— Ну, во-первых, для них, — Дзантиев показал пальцем в крышу машины, — для них Титов не свой, а бывший. Не забывай, я эту систему изнутри знаю, как никак и мой золотник труда в ней есть. Они ведь живут в бинарной системе. Ты либо свой, либо чужой. Тут середины не бывает. Они же вечно воюют с кем-то или с чем-то. А на войне есть только мы и они, свои и чужие. Это миф, что есть нейтралитет. Как не бывает чуть-чуть мертвых или немножко беременных. Просто есть пока свои или пока чужие. Потому для них, — он снова ткнул пальцем вверх, — ты или за, или ты против. Тебе, вернее нам, повезло. Сегодня мы свои, а Титов — чужой. А собственная операция, — долгая пауза, — собственную операцию я конечно обдумывал. Вот только какие бы у нас не были силы, сделать так чтобы твоей шефской тушкой не рисковать, никак не выходило. Шансы вытянуть тебя живого и не дать твоим гостеприимным хозяевам таблетки уничтожить у федералом сильно выше нашего был. Я знаю, что ты так не думаешь, но все же скажу вслух. Это не признание моей некомпетентности. Это и есть профессионализм, за который ты мне платишь, уметь трезво оценивать свои возможности.
Через час я сидел в беседке на берегу реки Кубань. На столе громоздились блокноты, ручки, планшеты, телефоны, кофейные чашки, пепельницы. За столом, кроме меня и Дзантиева, сидели еще четыре человека. Все в тяжелых ботинках, синих джинсах, белых рубашках и дорогих пиджаках. Все под шестьдесят лет, все как будто клиенты одного парикмахера, с ежиком коротких седых волос. Все — сотрудники ФСБ. Три генерал-лейтенанта и полковник, хозяин дачи, мой куратор, отчаянно потеющий и постоянно протирающий лоб белым платком. Я впервые общался с тремя генералами. Двое, заместитель директора ФСБ и руководитель отдела по защите конституционного строя и борьбе с терроризмом прилетели из Москвы. Третьим генералом был руководитель УФСБ по Краснодарскому краю.
В который раз я подробно, практически поминутно рассказывал свою историю. С раннего утра четверга, 6 апреля, по утро сегодняшнего дня, 12 апреля. Сначала меня просили рассказывать только сухие факты. Затем с комментариями. Выводы. Предположения. Задавался миллион уточняющих вопросов. От номера машины девятки, в которой к мемориальной арке подъехал террорист, до описания людей, ужинавших в доме Титова в первый вечер.
С дачи куратора мы с Дзантиевым уехали только в районе шести часов вечера. Предварительно мы подписали целую стопку бумаг о неразглашении, подписки о невыезде и еще сотню различных формуляров и бланков.

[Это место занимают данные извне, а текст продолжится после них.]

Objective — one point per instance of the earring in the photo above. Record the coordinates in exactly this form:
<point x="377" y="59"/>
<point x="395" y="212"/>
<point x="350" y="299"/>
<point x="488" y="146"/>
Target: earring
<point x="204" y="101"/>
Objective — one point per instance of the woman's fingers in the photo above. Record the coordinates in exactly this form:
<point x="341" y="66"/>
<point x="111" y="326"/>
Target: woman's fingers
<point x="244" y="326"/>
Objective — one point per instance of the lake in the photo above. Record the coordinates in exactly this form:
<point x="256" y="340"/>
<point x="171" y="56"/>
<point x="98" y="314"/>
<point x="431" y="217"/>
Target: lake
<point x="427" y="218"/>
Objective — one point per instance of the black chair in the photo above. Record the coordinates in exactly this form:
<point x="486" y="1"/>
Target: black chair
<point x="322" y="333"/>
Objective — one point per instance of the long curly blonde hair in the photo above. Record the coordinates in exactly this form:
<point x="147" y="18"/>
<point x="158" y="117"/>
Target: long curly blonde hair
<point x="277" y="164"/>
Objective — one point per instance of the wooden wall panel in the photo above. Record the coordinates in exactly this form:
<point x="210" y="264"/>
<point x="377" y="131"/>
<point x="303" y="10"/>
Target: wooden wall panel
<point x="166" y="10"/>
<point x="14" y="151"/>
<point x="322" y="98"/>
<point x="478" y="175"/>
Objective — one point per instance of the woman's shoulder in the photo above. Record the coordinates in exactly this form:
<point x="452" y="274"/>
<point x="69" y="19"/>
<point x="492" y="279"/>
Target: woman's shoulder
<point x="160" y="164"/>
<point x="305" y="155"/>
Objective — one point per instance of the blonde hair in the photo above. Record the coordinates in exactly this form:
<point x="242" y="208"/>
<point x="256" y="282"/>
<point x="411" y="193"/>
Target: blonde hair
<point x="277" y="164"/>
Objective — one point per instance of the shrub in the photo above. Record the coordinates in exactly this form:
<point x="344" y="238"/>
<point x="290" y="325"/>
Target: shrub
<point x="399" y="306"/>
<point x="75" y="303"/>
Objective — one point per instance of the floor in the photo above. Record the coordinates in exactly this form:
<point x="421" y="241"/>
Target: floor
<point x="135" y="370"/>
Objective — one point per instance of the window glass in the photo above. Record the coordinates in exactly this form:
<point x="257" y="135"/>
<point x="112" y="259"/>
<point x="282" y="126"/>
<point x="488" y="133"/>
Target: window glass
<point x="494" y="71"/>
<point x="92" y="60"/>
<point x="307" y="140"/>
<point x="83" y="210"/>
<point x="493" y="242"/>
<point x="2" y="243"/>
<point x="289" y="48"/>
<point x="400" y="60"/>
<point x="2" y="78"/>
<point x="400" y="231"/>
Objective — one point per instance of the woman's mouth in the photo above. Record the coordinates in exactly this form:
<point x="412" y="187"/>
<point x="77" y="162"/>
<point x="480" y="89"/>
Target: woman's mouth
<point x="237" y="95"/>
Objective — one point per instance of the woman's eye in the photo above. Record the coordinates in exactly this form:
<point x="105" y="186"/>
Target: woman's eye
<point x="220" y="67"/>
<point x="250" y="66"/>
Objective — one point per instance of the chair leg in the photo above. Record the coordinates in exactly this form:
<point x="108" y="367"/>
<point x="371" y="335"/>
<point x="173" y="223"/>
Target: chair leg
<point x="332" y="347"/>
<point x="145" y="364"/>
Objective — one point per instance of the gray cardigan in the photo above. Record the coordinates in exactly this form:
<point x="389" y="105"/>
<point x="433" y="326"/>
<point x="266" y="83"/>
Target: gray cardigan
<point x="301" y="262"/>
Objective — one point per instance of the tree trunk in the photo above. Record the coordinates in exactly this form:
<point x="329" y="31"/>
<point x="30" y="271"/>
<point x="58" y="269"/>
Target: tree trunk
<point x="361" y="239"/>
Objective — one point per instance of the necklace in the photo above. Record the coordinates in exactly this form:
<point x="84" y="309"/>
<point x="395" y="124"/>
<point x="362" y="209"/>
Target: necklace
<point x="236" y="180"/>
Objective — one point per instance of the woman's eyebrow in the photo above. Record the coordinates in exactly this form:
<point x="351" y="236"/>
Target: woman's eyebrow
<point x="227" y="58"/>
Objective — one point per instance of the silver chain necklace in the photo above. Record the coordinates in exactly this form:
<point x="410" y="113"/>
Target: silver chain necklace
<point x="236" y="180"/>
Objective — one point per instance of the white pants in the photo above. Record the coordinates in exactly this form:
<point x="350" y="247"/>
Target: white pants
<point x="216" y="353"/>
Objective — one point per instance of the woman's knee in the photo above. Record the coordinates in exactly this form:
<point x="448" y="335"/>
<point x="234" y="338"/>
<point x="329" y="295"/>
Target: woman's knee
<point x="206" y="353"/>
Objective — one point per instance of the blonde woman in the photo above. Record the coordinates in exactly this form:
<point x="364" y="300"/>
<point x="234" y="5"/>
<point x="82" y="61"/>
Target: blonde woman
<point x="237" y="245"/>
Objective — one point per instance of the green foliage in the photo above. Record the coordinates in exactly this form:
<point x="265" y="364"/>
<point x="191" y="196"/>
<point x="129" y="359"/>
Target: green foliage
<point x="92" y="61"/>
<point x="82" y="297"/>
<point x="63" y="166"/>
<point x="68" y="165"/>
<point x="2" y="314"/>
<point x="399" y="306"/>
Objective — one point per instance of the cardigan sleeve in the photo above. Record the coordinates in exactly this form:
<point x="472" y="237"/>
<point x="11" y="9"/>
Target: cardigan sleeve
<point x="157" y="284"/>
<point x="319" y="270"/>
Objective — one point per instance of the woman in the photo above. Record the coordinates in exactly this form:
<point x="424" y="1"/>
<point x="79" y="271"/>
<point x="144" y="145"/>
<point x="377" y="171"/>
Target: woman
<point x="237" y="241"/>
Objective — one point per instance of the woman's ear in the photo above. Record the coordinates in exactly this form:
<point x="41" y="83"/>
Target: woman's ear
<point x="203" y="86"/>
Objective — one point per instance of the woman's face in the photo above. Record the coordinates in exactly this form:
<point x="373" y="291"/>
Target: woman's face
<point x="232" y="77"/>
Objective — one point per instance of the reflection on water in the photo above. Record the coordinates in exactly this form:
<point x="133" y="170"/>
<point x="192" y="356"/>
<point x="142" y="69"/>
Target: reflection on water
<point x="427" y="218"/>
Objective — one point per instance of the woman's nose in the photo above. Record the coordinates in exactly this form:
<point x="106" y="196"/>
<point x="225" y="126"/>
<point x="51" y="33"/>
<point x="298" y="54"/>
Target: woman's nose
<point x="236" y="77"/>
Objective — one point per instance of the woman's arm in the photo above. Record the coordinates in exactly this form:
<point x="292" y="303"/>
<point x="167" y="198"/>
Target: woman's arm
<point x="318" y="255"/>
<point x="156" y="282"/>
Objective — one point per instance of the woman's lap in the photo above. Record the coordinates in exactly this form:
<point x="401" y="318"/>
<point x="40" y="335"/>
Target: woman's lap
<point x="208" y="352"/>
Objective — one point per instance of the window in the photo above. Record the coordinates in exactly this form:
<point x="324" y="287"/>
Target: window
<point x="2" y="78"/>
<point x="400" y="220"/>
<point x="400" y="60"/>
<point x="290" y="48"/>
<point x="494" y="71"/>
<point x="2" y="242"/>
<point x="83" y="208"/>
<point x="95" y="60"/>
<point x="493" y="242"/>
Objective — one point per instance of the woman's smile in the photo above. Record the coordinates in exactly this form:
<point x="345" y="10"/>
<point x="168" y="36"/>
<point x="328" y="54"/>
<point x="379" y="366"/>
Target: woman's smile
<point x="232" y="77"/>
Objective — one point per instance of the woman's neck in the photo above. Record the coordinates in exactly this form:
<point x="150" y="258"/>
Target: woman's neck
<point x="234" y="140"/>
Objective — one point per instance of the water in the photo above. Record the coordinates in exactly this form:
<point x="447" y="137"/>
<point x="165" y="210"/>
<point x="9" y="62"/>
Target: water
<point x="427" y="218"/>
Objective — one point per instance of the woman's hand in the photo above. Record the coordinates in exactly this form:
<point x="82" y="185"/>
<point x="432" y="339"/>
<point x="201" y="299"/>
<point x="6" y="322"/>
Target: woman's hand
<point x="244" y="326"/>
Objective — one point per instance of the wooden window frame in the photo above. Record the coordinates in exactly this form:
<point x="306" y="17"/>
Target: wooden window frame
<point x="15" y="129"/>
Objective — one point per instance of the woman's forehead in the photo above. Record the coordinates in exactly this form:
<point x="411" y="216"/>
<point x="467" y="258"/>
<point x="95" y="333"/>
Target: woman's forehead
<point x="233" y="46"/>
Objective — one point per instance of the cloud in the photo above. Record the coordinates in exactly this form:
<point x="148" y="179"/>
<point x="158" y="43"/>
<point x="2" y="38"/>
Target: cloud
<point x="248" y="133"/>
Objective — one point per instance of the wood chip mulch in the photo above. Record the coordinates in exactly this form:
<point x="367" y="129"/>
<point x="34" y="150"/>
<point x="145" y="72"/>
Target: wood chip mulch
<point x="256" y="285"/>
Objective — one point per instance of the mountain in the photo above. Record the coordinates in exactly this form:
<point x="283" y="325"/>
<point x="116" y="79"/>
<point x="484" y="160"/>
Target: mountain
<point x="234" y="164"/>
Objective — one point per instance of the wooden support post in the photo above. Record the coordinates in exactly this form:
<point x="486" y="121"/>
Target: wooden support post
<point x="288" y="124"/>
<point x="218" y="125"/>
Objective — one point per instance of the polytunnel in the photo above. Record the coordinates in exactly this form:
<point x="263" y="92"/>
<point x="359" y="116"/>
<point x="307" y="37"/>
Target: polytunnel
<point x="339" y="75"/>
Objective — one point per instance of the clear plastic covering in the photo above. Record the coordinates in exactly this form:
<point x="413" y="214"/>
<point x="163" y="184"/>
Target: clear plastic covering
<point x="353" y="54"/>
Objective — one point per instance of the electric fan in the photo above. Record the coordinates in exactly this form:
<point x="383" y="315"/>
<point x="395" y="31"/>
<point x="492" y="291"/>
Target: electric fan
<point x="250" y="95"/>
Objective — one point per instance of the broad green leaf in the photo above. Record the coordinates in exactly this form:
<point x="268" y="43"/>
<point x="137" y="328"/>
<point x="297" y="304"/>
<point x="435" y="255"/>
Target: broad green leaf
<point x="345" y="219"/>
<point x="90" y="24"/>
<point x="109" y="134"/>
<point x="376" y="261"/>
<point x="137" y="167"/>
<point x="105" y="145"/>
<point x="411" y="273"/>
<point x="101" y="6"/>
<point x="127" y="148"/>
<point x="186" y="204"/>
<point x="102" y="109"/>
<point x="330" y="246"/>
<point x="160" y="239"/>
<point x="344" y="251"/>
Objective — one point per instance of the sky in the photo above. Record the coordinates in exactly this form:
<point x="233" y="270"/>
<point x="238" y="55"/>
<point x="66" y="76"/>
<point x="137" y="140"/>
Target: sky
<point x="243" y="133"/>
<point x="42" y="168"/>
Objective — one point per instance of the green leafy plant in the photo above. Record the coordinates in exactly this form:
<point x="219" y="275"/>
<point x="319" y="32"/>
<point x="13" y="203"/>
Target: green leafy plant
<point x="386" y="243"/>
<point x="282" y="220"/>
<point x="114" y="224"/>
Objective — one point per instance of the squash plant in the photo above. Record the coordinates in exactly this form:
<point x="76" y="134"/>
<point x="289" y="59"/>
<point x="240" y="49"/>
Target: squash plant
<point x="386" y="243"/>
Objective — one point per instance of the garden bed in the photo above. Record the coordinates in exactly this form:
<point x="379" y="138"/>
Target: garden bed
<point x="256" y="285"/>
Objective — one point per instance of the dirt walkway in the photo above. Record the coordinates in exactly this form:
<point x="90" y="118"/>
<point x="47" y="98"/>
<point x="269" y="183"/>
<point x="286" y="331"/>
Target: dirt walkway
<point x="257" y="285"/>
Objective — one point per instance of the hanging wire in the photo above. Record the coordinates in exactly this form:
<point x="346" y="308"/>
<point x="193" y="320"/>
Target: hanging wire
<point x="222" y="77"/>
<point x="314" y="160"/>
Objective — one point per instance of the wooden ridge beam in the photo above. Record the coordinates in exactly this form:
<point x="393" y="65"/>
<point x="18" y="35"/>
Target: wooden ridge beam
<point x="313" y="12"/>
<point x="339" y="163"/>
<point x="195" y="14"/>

Я лежал в своем доме, на своей постели и думал. Скоро мой 37-й день рождения. Я счастлив. У меня есть все, о чем можно мечтать. И мне совершенно не скучно.
Послесловие
Разумеется, никто не ставил меня в курс о ходе расследования. Регулярно меня посещали следователи или я приезжал в здание УФСБ по Краснодарскому краю на улицу Мира, или в их центральный офис на Лубянке в Москве. В какой-то момент я уже сам предупредил моих интервьюеров, что от такого количества повторений одной и той же истории я невольно начинаю украшать ее выдуманными подробностями.
Из тех обрывков информации, которая доходила до меня, я узнал, что первым дал откровенные признательные показания ни кто-нибудь, а Антон Зимин, Зима. Именно с его показаний началось распутывание клубка и строительство доказательной базы.
Постепенно, из обрывков фраз, из задаваемых мне вопросов и, разумеется, из собранных Русланом Дзантиевым данных я смог, более-менее точно, воссоздать роли, которые играли во всем этом действии мои вольные и невольные знакомые.